Born in Japan, Sanders was raised as an “Air Force brat” with eight brothers and sisters. He majored in economics and sociology at UC Irvine.
“One major was studying people and one was studying money,” he said with a laugh, adding that his young self figured that was a recipe for getting rich quickly.
“What it did do is give me a well-rounded background,” he said.
When he left college, the U.S. was in a recession and jobs for young people were few and far between. He focused on the hottest industry that was hiring – and that was tech.
“It seemed interesting and was growing fast,” he said. “Then I found I had an aptitude for it.”
The PC revolution turned into the internet revolution and that led Sanders to America Online (AOL), which may be a punchline now, but at the time was the most recognized brand on the web in the United States.
“I learned how to sell a complicated, new communications medium that no one understands or has heard of, and I’ve been doing a version of that ever since,” he said.
Sanders was working for AOL when he and his then-girlfriend (now wife) Michelle spent a weekend in Sonoma attending a wedding in 2002.
“At the time I was working long hours in New York and the pace, the noise, was crazy," he said. "I vividly remember waking up in Sonoma after the most tranquil night’s sleep to total silence. I turned to Michelle, and said, ‘We're going to live here one day.” That idea rattled around in the back of their minds from that point forward.
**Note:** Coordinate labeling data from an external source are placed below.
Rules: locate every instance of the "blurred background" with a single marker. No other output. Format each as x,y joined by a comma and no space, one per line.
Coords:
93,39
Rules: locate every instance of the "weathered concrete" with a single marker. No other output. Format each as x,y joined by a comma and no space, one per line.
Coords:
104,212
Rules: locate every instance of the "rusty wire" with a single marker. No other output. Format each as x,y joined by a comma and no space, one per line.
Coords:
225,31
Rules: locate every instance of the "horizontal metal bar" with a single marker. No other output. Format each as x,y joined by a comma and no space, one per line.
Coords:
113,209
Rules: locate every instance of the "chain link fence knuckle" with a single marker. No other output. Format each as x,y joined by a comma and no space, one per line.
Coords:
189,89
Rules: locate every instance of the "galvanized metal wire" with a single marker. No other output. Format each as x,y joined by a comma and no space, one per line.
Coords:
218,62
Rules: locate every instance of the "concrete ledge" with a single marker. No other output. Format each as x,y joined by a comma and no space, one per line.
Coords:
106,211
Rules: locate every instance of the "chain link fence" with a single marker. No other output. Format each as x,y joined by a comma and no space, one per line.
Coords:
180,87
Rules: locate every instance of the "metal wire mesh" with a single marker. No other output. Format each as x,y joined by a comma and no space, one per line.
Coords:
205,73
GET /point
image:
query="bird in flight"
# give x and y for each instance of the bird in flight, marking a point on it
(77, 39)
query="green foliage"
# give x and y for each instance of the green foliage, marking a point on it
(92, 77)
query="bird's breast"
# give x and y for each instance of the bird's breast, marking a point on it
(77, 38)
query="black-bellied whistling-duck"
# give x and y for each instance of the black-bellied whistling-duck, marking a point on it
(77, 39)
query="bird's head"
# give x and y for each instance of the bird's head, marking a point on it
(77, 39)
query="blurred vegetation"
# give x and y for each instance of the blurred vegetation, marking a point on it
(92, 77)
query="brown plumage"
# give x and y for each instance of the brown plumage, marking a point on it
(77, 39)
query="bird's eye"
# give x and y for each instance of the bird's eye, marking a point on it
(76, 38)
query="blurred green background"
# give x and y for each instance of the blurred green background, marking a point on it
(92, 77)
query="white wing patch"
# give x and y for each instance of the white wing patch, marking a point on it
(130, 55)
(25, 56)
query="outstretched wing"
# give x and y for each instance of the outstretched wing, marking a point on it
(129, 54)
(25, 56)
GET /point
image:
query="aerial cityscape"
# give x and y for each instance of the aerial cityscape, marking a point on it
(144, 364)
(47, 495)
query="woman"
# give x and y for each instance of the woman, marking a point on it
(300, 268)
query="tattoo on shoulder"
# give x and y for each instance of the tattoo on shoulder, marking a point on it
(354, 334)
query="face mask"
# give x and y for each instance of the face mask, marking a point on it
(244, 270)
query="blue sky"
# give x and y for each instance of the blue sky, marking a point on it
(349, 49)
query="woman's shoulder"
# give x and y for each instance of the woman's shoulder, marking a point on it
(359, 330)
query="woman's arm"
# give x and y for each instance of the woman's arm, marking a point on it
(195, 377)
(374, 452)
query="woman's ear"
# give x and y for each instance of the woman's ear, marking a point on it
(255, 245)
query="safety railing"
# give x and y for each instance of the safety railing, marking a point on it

After marrying in 2003, they came up to Sonoma to see friends, and found themselves looking at real estate. They found a place and during stints in which Chris was working for About.com and Facebook and Michelle for Inc Magazine and the Wall Street Journal, they managed to transition to living in Sonoma full time.
“Sonoma has it all,” Sanders said, with a big smile on his face. “We love the people, and the fact that our friends are from a lot of different backgrounds. There’s a real sense of small town but it's cosmopolitan because of the overlay of the wine industry.”
With their oldest child now a student at Sonoma Valley High, Sanders has been thinking a lot about young people facing their own nascent career decisions.
“They need to realize that their career is likely going to change multiple times and they should be open to change and to being a lifelong learner,” he said.
And if they are interested in a career at TikTok, the company is hiring.
“It’s not all about having the highest GPA, it's about being able to make impact,” said Sanders. “That can mean a lot of things from a real understanding of communications to demonstrated creative work.”
TikTok’s U.S. headquarters is in Los Angeles. When Sanders started at the San Francisco office a year ago, there were just 10 people assigned to it – today, there are more than 100. Because of COVID, he has yet to work out of that office and he said the company is looking at how COVID is going to change its thinking about its dependency on physical space.
“As a creative platform, there's all kinds of things we can do virtually and TikTok is the highest expression of that,” said Sanders. “But we also know magic happens when people are physically together. And that's why TikTok was so popular during the pandemic ‒ it was able to bring people together in a positive way.”